Two factor authentication is a little bit like locking your door and then locking your deadbolt. One lock might be sufficient, but that deadbolt really comes in handy when someone tries to break in. You may already be using a password to protect your sensitive accounts and data, but if you aren’t using 2-step authentication, then you are leaving your information vulnerable and exposed. This extra security step may seem like a hassle, but it is a critical element in a good digital security plan for your personal accounts and for your business.
The news has been flooded with recent news of data getting hacked and personal information being stolen. Anthem Insurance, Target, and other big retailers have have had customers names, email addresses, birthdays, wage information and street addresses stolen. These security breaches have cost millions of dollars and the confidence of customers.
Two-step verification uses a traditional password in tandem with a second step as an additional security measure. The second step can be an additional question or the possession of a physical component, such as a cell phone. When you go to an ATM to make a withdrawal, you must first insert your card and then enter your pin. This is an example of multi-step authentication. If someone wanted to make a withdrawal from your account they must possess both the physical card and your PIN, thus making it harder to access your account.

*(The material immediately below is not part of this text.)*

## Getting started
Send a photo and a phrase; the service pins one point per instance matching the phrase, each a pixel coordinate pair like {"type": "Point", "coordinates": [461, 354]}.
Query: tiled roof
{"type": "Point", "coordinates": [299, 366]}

Securing an account has three levels:
- What you know (password)
- What you have (a phone)
- What you are (fingerprint or retina scans)
As a society, we are currently moving from ‘What you know’ to ‘What you have’ security. For businesses, this level of security is becoming the due diligence expected of decision makers. This means that if there is a breach and two-factor has not been implemented, it puts the organization at a risk of liability for the breach.
According to Google Support, “2-Step Verification adds an extra layer of security to your Google Account, drastically reducing the chances of having the personal information in your account stolen. To break into an account with 2-Step Verification, bad guys would not only have to know your username and password, they’d also have to get a hold of your phone.”
It’s easy for someone to hack your password. It’s even easier to hack into your personal data if, like many of us, you use the same password for a variety of accounts. Even if you are careful with your passwords, everyday online activity can leave you prone to attack. If you use the same password on more than one site, download software from the Internet, or click on links in email messages, you have already participated in “risky” behavior. These online activities are nearly impossible to avoid entirely, so instead of becoming a sort of online hermit, start implementing 2-step authentication and get on with business as usual.
Dozens of the biggest websites already offer 2-step authentication. These digital giants, including Amazon, eBay, LinkedIn, and Twitter, think that 2-step authentication is important enough to offer and encourage it. Even though it might seem like an unnecessary hassle, many experts recommend implementing 2-step verification everywhere you can, especially in the places you spend the most time online or wherever you log personal information. If you are unsure if a service or site supports 2-step authentication, head over to twofactorauth.org to see if it is offered.
In conclusion, you’d better play it better safe than sorry with 2-step authentication. Sure, it might be inconvenient to check your phone for a code or enter an additional security question, but getting your personal or business data stolen is even more of a pain. So, protect yourself and your business with 2-step verification wherever it is available and avoid any nasty surprises.